Но жизнь его цела осталась, —

Сам бог его на подвиг блюл!

— И тоже ведь в Крыму Кутузов был ранен, — счел нужным вставить другой офицер.

— Да, здесь, в Крыму, возле деревни Алушты… — уточнил третий.

— А что всего поразительней, господа, Кутузов был тоже ранен в левый висок, а пуля вышла у правого глаза, это я хорошо помню, — сказал лейтенант Петр Иванович Лесли, брат Евгения Лесли, погибшего при взрыве порохового погреба на третьем бастионе в первую бомбардировку.

— Да мало того, что Кутузов вылечился, господа! Можно было вылечиться, но кретином остаться на всю жизнь. А он стал князем Смоленским!

— Князем Смоленским он стал, если быть точным, после другой раны, тоже в голову!

— Разве он два раза был ранен?

— В том-то и дело, что два! Второй раз, когда он осаждал Очаков.

— Неужели тоже в голову?

— В голову! Пуля вошла ниже скулы, а вылетела в середине затылка…

Врачи решили, что он вот-вот умрет, а он преспокойно во второй раз надул медицину!

— Крепкая же была голова!

— Авось, и у Павла Степаныча не слабее…

Рады были ухватиться хотя бы за тень надежды, а между тем врачи перевязочного пункта Корабельной стороны, расположенного в укрытом месте, в Аполлоновой балке, решительно высказались за то, что надежды никакой нет, что рана безусловно смертельна.

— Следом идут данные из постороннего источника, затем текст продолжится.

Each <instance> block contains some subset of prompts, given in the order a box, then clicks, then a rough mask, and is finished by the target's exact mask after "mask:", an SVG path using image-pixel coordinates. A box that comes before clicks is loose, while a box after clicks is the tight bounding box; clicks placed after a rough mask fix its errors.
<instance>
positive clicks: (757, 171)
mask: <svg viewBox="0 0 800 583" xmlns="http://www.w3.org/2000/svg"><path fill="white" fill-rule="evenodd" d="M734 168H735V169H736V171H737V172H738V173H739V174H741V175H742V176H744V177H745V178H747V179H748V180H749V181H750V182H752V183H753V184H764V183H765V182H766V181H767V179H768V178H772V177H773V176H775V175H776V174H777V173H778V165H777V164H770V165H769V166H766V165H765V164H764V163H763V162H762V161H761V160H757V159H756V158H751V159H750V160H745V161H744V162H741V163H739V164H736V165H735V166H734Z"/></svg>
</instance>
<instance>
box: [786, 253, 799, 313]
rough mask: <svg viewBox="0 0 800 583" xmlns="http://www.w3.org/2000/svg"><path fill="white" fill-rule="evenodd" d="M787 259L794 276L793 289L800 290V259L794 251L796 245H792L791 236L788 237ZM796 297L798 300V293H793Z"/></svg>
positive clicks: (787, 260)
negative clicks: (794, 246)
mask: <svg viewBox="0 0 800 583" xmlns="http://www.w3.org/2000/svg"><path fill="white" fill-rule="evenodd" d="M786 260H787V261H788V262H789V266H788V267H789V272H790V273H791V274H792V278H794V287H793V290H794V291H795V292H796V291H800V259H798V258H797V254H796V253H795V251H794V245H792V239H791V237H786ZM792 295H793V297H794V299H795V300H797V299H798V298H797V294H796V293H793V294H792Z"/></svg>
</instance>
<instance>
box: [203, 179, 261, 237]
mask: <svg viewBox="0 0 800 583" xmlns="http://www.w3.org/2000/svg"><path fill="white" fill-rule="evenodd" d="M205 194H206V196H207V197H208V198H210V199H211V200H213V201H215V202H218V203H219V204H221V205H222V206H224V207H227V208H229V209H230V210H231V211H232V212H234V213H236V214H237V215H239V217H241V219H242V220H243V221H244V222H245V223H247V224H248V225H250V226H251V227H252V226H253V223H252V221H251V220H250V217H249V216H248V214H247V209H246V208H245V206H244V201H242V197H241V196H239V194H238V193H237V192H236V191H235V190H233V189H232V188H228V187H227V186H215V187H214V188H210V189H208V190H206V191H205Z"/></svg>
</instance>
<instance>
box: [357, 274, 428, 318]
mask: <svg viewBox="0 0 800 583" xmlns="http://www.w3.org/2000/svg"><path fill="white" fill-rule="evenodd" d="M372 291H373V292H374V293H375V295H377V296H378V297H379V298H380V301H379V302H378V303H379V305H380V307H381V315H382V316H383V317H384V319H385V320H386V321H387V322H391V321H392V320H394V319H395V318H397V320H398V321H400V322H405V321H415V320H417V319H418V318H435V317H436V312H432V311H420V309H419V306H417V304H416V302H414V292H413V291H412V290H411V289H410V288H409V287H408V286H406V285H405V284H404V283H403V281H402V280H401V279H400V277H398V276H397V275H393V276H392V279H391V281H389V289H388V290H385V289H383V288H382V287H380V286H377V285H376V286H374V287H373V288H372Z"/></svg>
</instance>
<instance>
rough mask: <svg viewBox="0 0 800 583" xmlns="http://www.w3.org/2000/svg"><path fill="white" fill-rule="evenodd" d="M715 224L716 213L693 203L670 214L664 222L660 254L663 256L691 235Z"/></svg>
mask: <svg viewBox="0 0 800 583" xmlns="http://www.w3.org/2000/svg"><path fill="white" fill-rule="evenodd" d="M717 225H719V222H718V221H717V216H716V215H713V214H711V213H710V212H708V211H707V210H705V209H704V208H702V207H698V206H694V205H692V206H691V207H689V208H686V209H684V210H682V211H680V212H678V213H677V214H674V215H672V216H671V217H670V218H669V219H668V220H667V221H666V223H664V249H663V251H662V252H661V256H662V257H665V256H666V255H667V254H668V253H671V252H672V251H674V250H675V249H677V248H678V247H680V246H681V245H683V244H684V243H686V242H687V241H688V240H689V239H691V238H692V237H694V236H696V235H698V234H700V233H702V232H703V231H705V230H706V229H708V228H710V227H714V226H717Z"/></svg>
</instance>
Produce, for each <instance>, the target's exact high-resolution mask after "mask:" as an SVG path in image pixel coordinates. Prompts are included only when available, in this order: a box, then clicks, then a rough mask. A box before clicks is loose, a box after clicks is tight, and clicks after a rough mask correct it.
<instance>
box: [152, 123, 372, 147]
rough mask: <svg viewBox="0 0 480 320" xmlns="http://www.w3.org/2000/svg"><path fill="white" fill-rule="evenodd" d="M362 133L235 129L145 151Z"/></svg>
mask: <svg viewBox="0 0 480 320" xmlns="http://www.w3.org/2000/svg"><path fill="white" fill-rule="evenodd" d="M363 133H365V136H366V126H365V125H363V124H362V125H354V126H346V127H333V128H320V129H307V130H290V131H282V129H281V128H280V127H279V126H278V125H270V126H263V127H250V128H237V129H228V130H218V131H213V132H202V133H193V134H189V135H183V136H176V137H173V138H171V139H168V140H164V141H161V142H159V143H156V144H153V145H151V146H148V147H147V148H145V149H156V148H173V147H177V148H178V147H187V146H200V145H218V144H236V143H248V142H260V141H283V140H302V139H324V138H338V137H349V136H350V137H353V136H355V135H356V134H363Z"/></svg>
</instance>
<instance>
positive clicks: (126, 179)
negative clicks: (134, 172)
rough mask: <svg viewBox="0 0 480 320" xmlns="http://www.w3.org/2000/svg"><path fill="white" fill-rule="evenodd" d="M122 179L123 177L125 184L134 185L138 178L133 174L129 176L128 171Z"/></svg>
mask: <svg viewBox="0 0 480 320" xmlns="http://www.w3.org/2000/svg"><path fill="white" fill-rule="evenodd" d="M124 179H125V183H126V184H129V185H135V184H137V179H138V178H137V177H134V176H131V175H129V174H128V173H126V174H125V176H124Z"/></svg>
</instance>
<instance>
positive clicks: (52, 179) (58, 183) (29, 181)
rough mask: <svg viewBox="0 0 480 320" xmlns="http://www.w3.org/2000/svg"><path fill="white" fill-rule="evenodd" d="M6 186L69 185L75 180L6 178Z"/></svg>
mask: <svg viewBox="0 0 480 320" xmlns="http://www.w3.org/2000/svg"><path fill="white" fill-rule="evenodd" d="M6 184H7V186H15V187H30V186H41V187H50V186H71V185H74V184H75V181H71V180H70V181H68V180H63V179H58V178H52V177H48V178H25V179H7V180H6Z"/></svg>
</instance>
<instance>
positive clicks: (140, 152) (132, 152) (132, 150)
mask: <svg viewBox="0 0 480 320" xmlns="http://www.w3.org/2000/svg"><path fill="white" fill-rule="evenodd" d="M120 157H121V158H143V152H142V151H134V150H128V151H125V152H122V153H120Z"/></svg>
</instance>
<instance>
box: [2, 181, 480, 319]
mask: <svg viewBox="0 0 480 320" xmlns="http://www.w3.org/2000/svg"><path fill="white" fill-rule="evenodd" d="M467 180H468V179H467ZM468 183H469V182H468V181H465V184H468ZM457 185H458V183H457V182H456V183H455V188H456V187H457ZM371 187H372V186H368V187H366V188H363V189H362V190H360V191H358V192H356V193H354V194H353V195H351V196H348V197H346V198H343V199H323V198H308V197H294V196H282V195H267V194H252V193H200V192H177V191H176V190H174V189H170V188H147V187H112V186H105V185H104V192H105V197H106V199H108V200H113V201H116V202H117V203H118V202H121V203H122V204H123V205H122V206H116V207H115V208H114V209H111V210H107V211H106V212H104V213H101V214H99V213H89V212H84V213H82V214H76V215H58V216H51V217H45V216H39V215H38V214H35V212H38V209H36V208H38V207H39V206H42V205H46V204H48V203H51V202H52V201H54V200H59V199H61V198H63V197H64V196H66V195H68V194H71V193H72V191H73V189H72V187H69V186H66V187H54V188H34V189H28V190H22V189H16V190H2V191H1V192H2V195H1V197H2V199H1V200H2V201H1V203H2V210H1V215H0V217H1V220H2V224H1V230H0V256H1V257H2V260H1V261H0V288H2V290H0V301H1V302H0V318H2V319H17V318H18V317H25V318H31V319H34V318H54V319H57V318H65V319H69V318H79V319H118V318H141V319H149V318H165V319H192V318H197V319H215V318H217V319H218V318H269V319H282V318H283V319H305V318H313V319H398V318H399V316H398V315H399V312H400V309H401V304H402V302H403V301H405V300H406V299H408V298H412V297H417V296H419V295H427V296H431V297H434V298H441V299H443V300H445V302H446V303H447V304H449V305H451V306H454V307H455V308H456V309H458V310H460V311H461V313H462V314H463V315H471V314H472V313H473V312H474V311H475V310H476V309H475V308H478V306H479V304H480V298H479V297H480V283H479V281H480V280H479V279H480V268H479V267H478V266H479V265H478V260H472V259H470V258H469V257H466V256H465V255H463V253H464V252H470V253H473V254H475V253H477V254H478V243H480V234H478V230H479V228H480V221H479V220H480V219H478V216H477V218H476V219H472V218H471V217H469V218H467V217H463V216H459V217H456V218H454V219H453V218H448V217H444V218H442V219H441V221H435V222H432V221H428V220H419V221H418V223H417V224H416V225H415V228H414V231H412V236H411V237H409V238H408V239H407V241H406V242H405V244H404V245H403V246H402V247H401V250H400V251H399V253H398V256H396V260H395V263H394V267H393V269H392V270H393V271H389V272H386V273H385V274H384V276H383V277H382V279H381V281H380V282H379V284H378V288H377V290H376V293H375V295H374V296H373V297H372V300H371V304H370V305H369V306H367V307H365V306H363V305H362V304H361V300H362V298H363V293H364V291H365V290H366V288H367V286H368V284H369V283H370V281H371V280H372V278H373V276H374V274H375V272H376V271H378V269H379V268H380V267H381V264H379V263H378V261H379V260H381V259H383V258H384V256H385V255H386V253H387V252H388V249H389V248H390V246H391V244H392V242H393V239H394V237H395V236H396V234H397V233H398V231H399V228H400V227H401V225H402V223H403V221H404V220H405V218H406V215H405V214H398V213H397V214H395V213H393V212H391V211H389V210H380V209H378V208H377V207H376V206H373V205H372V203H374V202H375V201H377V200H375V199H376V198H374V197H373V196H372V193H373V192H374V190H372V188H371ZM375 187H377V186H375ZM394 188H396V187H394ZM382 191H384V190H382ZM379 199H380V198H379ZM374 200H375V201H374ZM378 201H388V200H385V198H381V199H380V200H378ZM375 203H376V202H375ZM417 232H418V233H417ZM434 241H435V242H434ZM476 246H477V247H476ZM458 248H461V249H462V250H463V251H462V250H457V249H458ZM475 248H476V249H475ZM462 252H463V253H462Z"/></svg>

Адъютанты Нахимова поехали в город доложить Сакену о том, что адмирал ранен смертельно, и выслушать от него приказ немедленно опечатать квартиру адмирала, а в это время Павел Степанович, с головой, забинтованной уже искуснее, чем могла эта сделать бастионная сестра, переправлялся матросами через рейд на Северную, в госпиталь.

Было еще вполне светло, когда ялик заскользил по гладкой поверхности Большого рейда, на котором стояло несколько кораблей и пароходов. И случилось неожиданное для матросов-гребцов: Павел Степанович вдруг открыл глаза — оба глаза, хотя и видно было, что левый открылся с трудом. Голубые нахимовские глаза глядели неподвижно, правда, но они глядели на матросов, на то, как действуют весла, как с лопастей весел капает-сбегает вода…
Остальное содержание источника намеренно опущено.